Fuel prices from Monday, March 16, 2020, are expected to fall by between 5 to 8 percent, which would bring some relief to consumers but whether commercial vehicle operators would reduce fares is another matter to fight over another day.
Even though crude prices collapsed on the world market a week ago, by falling more than 30 percent in a day of trading, the cedi came under pressure and some of the gains made have seen significant erosion which influences OMCs decision to reduce prices by as much as 8 percent only, even though the market is expecting a bigger drop in prices.
When crude prices plunged as a result of a battle between Russia and Saudi Arabia, Civil Society Organisations, politicians and other industry players called for a significant drop in fuel prices but then the local currency was feeling some pressures and has fallen by 2.62 percent against the U.S. Dollar to currently trade at an average price of GH¢5.48 to the U.S. Dollar over the period under review.
Background
When prices of crude started falling due to coronavirus pressures, OMCs hardly budged even though the local currency has risen by more than 5 percent against the dollar.
The Institute for Energy Security (IES), a think-tank, noted in a conversation that in the last pricing window in February, prices of petroleum products on the local market remained largely stable.
As a result, the national average price of fuel per litre at the pump is pegged at GH¢5.36 and GH¢5.38 for Gasoline and Gasoil respectively. The Institute’s price projection seems to be at variance with the estimation of the National Petroleum Authority (NPA), as it takes cognisance of the huge stockpile of finished products before the Monday international price crash, as well as the significant fall in the value of the Cedi against the US Dollar.
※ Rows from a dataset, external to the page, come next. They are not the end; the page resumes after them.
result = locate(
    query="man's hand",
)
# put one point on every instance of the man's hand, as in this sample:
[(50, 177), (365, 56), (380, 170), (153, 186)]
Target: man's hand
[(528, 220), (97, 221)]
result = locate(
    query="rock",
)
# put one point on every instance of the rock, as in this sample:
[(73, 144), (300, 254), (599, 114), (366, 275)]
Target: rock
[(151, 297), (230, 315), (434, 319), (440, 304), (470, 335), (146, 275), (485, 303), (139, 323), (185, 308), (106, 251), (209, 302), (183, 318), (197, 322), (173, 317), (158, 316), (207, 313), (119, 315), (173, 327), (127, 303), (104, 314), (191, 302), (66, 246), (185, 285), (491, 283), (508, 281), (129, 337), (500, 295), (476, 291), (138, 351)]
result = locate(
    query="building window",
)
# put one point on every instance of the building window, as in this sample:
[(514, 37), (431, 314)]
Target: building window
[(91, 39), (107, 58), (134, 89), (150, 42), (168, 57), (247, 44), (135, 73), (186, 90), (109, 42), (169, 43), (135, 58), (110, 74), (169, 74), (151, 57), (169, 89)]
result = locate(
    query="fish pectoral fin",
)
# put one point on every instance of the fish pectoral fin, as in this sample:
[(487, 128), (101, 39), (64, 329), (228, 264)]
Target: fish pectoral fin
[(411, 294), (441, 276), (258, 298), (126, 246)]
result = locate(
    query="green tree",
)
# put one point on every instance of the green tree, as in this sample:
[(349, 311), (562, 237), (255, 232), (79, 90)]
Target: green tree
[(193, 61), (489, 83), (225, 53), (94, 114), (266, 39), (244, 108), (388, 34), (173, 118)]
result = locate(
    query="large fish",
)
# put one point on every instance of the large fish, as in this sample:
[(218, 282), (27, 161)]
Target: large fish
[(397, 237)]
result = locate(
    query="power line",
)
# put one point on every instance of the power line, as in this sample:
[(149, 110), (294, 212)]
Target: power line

The National Petroleum Authority (NPA), earlier this week, said per its calculation, fuel prices at the pumps may go down by 15 percent on March 16, which is the start of the next pricing window.
Chief Executive Officer of the NPA, Hassan Tampuli, said although prices are due to go down, due process must be followed. He explained that the deregulation policy allows for two window periods within which price adjustments are to take place and that the next price window is March 15th, at which time the changes would be effected by the OMCs.